Lewis’s last letters, some written days before his death, indicated that he finished the course in striking contrast to Marx and Freud. He writes, “I was unexpectedly revived from a long coma, and perhaps the almost continuous prayers of my friends did it—it would have been a luxuriously easy passage, and one almost regrets having the door shut in one’s face. Ought one to honor Lazarus rather than Stephen as the protomartyr? To be brought back and have all one’s dying to do again was rather hard.”

“When you die, and if ‘prison visiting’ is allowed, come down and look me up in Purgatory.”

“It is all rather fun—solemn fun—isn’t it?”

Then, in his last letter, he writes to a woman friend, “Thanks for your note.
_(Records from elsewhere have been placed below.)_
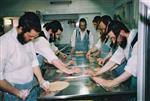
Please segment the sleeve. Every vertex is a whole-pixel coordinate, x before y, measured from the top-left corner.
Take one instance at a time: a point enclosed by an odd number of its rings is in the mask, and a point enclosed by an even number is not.
[[[45,57],[49,63],[51,63],[53,60],[58,59],[58,57],[52,51],[49,42],[45,38],[39,37],[34,40],[34,47],[35,51]]]
[[[35,51],[35,48],[33,46],[33,43],[32,43],[32,47],[31,48],[32,48],[32,54],[33,54],[32,67],[34,68],[34,67],[39,65],[39,62],[38,62],[37,57],[36,57],[36,51]]]
[[[90,35],[89,35],[89,48],[92,48],[93,45],[94,45],[93,34],[90,32]]]
[[[125,71],[137,76],[137,48],[138,44],[136,43],[133,47],[131,57],[128,59],[127,65],[125,66]]]
[[[2,42],[0,38],[0,80],[3,80],[3,71],[7,62],[7,45],[5,42]]]
[[[97,43],[95,44],[95,47],[96,47],[98,50],[100,50],[101,46],[102,46],[102,42],[101,42],[101,39],[99,39],[99,40],[97,41]]]
[[[76,30],[73,31],[71,36],[71,47],[75,47],[75,37],[76,37]]]
[[[54,45],[53,42],[50,43],[50,44],[51,44],[51,49],[52,49],[54,52],[58,51],[58,48]]]
[[[121,47],[118,47],[118,49],[110,58],[110,61],[115,62],[117,64],[121,64],[124,59],[125,59],[124,51]]]

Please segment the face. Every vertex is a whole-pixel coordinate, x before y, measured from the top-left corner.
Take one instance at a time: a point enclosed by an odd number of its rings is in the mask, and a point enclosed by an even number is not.
[[[50,34],[50,42],[55,42],[56,39],[60,39],[60,35],[62,33],[62,31],[60,29],[58,29],[58,31],[56,33],[53,33],[51,30],[48,31],[48,33]]]
[[[26,44],[27,42],[37,38],[39,36],[39,32],[35,30],[31,30],[30,32],[21,32],[18,34],[17,39],[21,44]]]
[[[102,33],[106,33],[106,29],[107,26],[101,21],[98,25],[98,29],[102,32]]]
[[[127,45],[127,38],[120,34],[117,38],[117,43],[120,47],[122,47],[124,49]]]
[[[116,36],[115,34],[113,33],[113,31],[110,31],[108,33],[108,36],[111,38],[112,42],[115,43],[117,40],[116,40]]]
[[[80,27],[81,31],[85,31],[85,29],[86,29],[85,22],[80,22],[79,27]]]
[[[55,33],[56,39],[60,38],[61,33],[62,33],[62,31],[60,29]]]

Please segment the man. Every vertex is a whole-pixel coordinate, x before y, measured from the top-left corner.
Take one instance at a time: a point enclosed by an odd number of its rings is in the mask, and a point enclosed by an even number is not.
[[[59,51],[59,49],[55,46],[54,42],[60,39],[60,35],[63,31],[62,25],[59,21],[53,20],[50,23],[46,23],[43,26],[43,33],[44,36],[50,43],[51,49],[55,52],[55,54],[59,54],[63,59],[67,58],[67,55]]]
[[[100,18],[99,25],[97,27],[101,33],[101,36],[95,46],[91,48],[91,50],[89,50],[86,55],[88,58],[96,51],[99,51],[100,55],[97,54],[97,57],[100,57],[97,59],[99,65],[104,65],[104,63],[106,63],[106,61],[108,61],[111,57],[112,50],[114,50],[111,46],[111,44],[113,43],[111,43],[111,40],[106,33],[108,30],[107,27],[110,24],[111,20],[111,17],[108,15],[104,15]]]
[[[93,26],[96,30],[98,30],[98,25],[99,25],[100,19],[101,19],[100,16],[95,16],[93,21],[92,21]]]
[[[75,29],[71,36],[71,54],[75,52],[87,53],[93,46],[93,35],[87,29],[87,22],[84,18],[79,21],[79,28]]]
[[[43,33],[41,33],[40,37],[33,40],[36,53],[39,54],[38,59],[40,62],[40,67],[43,64],[45,64],[44,59],[46,59],[49,64],[53,64],[56,68],[63,71],[64,73],[67,73],[67,74],[78,73],[78,72],[80,72],[79,68],[71,68],[71,69],[68,68],[68,65],[72,61],[69,62],[68,64],[64,64],[60,59],[58,59],[58,57],[53,52],[53,51],[55,51],[55,52],[59,51],[53,42],[57,38],[59,38],[59,35],[62,32],[62,30],[63,30],[63,28],[62,28],[60,22],[54,20],[51,23],[45,24]],[[48,40],[52,43],[49,44]],[[63,54],[63,53],[61,53],[61,54]]]
[[[113,80],[105,80],[93,77],[93,80],[106,88],[119,85],[131,77],[131,86],[136,88],[137,75],[137,31],[131,30],[119,21],[112,21],[108,26],[108,35],[113,40],[117,37],[118,49],[109,62],[104,65],[94,76],[100,75],[108,70],[115,69],[118,77]],[[126,63],[124,63],[126,61]]]
[[[40,31],[39,17],[26,12],[20,17],[18,27],[0,37],[0,89],[5,101],[36,101],[36,91],[29,90],[35,85],[34,75],[40,86],[48,90],[49,82],[41,75],[31,42]]]

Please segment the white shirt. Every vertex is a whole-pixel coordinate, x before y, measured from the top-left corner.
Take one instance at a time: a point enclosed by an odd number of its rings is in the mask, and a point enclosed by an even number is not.
[[[131,42],[134,39],[136,33],[137,33],[137,30],[135,29],[131,30],[129,37],[127,39],[126,48],[122,49],[121,47],[118,47],[116,52],[111,57],[110,61],[113,61],[117,64],[121,64],[124,59],[129,58],[129,49],[131,46]],[[131,52],[131,57],[127,60],[127,65],[125,66],[125,70],[128,70],[128,72],[134,76],[136,76],[136,68],[137,68],[137,49],[136,48],[137,48],[137,45],[135,44]]]
[[[42,28],[42,30],[43,30],[44,35],[46,36],[46,38],[49,40],[49,39],[50,39],[49,33],[46,31],[45,28]],[[49,43],[49,44],[50,44],[51,49],[52,49],[54,52],[58,51],[58,47],[56,47],[53,42],[51,42],[51,43]]]
[[[49,42],[44,37],[38,37],[33,40],[35,50],[38,54],[44,56],[49,63],[58,59],[55,53],[52,51]]]
[[[80,29],[79,29],[79,31],[80,31],[81,40],[83,40],[85,34],[87,33],[87,29],[85,29],[84,32],[82,32]],[[76,30],[73,31],[73,34],[71,36],[71,47],[75,47],[75,40],[76,40],[75,38],[76,38]],[[92,48],[93,44],[94,44],[93,34],[90,31],[90,33],[89,33],[89,48]]]
[[[102,46],[102,41],[101,41],[101,39],[99,39],[99,40],[97,41],[97,43],[95,44],[95,47],[96,47],[98,50],[100,50],[100,49],[101,49],[101,46]]]
[[[0,37],[0,46],[0,80],[18,84],[33,80],[33,67],[39,65],[33,43],[19,43],[13,28]]]

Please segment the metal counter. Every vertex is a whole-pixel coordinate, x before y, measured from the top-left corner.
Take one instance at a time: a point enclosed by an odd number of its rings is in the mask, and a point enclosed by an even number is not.
[[[88,61],[85,55],[76,55],[72,57],[68,57],[69,59],[75,60],[75,66],[81,68],[83,72],[85,69],[95,69],[98,65],[93,58],[92,60]],[[74,68],[74,66],[71,66]],[[45,79],[49,80],[50,82],[56,80],[68,81],[70,83],[69,87],[62,91],[51,92],[49,94],[45,94],[41,92],[41,95],[38,97],[39,101],[60,101],[60,100],[84,100],[84,99],[92,99],[103,101],[104,99],[117,99],[119,98],[120,101],[125,101],[121,99],[126,99],[127,97],[136,96],[136,91],[130,89],[125,85],[120,85],[111,89],[110,91],[106,91],[100,85],[96,84],[92,81],[89,75],[83,75],[81,73],[74,74],[74,75],[67,75],[65,73],[58,72],[56,68],[51,67],[50,72],[45,74]],[[105,73],[102,75],[106,79],[112,79],[113,74],[111,72]],[[105,100],[108,101],[108,100]],[[111,100],[110,100],[111,101]],[[117,100],[113,100],[117,101]]]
Yes, Autumn is really the best part of the seasons; and I’m not sure that old age isn’t the best part of life. But, of course, like Autumn it doesn’t last.”

Hopelessness and despair? No. Fulfillment, peace, excitement, and even anticipation of what comes next? Definitely.
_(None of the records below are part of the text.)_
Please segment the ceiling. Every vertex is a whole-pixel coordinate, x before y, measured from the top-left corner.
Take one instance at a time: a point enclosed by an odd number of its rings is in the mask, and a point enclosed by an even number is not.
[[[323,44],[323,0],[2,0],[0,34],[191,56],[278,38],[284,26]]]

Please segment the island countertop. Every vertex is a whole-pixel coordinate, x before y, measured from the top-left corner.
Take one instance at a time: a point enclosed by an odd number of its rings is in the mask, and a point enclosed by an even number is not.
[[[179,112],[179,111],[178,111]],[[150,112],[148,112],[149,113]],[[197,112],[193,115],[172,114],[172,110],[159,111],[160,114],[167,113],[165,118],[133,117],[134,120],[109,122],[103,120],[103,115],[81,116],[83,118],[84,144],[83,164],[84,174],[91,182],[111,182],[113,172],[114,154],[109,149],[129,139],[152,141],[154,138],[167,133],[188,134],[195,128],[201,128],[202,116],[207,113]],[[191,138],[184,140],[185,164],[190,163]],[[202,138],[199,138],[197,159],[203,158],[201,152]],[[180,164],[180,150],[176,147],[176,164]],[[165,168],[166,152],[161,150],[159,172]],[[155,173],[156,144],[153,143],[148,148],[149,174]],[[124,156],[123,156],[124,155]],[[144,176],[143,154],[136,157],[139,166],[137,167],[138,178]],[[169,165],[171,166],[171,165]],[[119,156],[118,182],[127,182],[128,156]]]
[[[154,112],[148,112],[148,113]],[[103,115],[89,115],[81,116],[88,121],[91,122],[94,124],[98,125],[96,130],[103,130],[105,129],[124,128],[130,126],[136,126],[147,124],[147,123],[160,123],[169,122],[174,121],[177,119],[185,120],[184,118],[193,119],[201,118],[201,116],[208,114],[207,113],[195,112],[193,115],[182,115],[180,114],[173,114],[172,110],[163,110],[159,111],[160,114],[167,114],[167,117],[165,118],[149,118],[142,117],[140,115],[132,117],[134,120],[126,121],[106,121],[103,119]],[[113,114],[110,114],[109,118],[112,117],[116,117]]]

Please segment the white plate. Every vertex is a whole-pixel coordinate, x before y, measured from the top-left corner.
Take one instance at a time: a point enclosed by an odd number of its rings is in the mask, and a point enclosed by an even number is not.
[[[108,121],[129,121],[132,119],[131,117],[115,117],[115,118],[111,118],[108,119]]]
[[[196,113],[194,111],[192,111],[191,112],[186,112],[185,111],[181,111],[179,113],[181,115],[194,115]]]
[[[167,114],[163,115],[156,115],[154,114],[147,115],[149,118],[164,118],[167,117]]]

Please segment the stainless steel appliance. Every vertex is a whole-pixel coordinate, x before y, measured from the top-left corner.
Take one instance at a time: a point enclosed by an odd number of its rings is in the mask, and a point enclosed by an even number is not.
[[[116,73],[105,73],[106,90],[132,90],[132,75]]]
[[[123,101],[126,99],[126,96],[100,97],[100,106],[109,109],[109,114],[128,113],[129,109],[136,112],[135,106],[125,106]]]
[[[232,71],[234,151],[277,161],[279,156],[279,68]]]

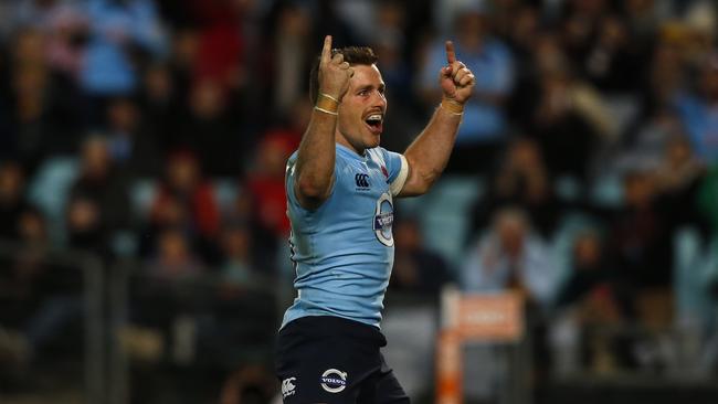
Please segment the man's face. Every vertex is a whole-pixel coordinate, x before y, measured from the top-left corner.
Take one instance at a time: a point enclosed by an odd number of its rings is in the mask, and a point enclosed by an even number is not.
[[[349,89],[339,105],[339,143],[363,152],[379,146],[383,130],[387,98],[384,82],[377,65],[353,65]]]

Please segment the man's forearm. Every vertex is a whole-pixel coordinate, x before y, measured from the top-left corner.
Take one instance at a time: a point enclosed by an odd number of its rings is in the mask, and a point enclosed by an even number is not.
[[[321,202],[331,189],[336,125],[335,115],[315,109],[302,138],[295,168],[295,190],[299,202],[308,202],[306,208]]]
[[[462,119],[457,109],[450,108],[436,108],[429,125],[404,152],[411,172],[401,196],[425,193],[446,168]]]

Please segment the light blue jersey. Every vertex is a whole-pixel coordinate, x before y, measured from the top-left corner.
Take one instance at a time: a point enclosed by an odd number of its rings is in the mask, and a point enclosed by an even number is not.
[[[409,168],[403,156],[380,147],[359,156],[337,145],[336,152],[331,194],[314,211],[302,208],[294,194],[297,153],[287,162],[297,298],[282,327],[305,316],[337,316],[376,327],[381,321],[394,261],[392,199]]]

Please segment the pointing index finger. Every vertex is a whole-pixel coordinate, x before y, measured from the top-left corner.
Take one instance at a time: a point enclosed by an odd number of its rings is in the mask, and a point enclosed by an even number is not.
[[[446,41],[446,62],[451,66],[456,62],[456,52],[454,52],[454,43],[452,41]]]
[[[324,47],[321,49],[321,63],[329,63],[331,60],[331,35],[324,38]]]

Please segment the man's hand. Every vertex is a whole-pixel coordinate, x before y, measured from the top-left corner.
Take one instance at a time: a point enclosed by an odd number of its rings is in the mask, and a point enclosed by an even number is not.
[[[465,64],[456,60],[454,43],[451,41],[446,41],[446,62],[448,65],[442,67],[439,75],[444,98],[464,104],[472,96],[476,78]]]
[[[344,61],[340,53],[331,57],[331,35],[327,35],[319,62],[319,93],[340,102],[349,88],[349,78],[352,75],[353,68],[349,67],[349,63]]]

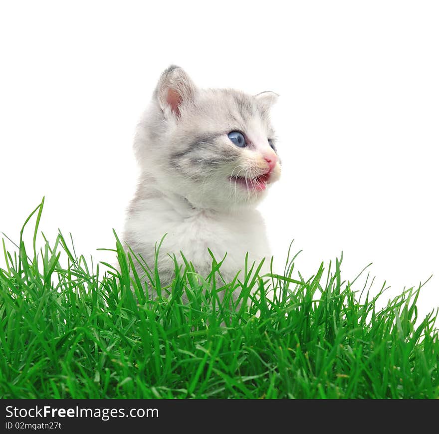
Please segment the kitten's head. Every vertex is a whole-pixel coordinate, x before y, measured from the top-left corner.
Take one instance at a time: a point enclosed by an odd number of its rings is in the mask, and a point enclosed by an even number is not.
[[[277,98],[200,89],[181,68],[168,68],[137,130],[142,179],[197,208],[255,204],[280,175],[269,120]]]

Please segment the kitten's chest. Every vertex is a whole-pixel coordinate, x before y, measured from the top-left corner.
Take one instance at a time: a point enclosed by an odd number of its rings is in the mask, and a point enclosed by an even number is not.
[[[263,257],[269,254],[263,222],[259,213],[240,212],[221,214],[191,210],[183,215],[168,213],[156,219],[156,236],[167,235],[163,244],[167,252],[187,257],[200,263],[208,258],[210,249],[218,260],[227,253],[227,261],[243,260],[245,253]]]

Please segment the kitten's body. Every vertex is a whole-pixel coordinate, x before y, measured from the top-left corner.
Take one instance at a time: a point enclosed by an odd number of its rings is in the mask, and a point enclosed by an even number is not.
[[[255,206],[280,165],[270,144],[271,92],[253,97],[228,89],[200,89],[181,68],[159,81],[138,127],[135,150],[140,182],[127,213],[124,239],[152,266],[160,250],[161,278],[169,283],[180,251],[202,275],[212,266],[208,248],[231,280],[250,261],[268,258],[263,220]],[[227,133],[245,134],[245,147]],[[271,143],[271,142],[270,142]],[[275,159],[275,160],[274,160]]]

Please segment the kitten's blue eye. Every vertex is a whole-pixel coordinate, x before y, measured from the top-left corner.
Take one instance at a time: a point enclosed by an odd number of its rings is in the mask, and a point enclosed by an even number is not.
[[[245,139],[239,131],[231,131],[228,133],[228,138],[239,148],[243,148],[246,146]]]

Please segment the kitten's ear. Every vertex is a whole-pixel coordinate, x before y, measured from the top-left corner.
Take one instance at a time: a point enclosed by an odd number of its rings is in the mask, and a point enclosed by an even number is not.
[[[189,76],[180,66],[172,65],[164,71],[156,95],[165,116],[172,114],[179,118],[182,106],[193,100],[196,89]]]
[[[274,92],[266,90],[255,95],[254,97],[264,110],[268,111],[271,108],[271,106],[277,101],[279,95]]]

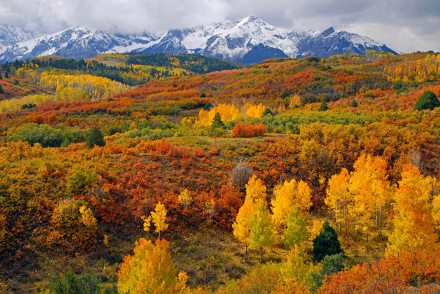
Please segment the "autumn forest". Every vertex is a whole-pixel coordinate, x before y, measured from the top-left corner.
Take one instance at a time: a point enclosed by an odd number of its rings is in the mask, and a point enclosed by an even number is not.
[[[0,64],[0,293],[440,292],[440,54]]]

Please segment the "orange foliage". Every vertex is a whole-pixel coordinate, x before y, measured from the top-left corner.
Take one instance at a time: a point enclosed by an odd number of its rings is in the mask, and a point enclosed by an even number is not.
[[[266,129],[263,123],[251,125],[248,122],[237,123],[232,128],[232,137],[257,137],[263,136]]]

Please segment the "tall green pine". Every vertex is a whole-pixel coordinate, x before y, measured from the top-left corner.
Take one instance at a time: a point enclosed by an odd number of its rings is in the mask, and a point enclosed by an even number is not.
[[[329,106],[327,106],[327,104],[326,103],[325,101],[322,102],[322,103],[321,104],[321,106],[319,106],[319,109],[318,110],[319,111],[325,111],[329,110]]]
[[[106,143],[104,140],[104,135],[99,127],[95,126],[90,128],[86,134],[86,147],[91,149],[95,145],[104,146]]]
[[[313,239],[313,261],[319,262],[326,255],[332,255],[342,252],[338,234],[329,222],[322,225],[322,231]]]
[[[425,91],[416,102],[415,110],[423,109],[433,109],[436,107],[440,107],[440,101],[432,91]]]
Does the Christian suffer less adversity and pain than others? There is much evidence that he suffers as much. Does he, however, have more resources to cope with the pain? There is a great deal of evidence that he has. By no means the least of these resources is hope.

The Scriptures again speak eloquently: “May the God of hope fill you with all joy and peace as you trust in him, so that you may overflow with hope by the power of the Holy Spirit” (Rom. 15:13, NIV).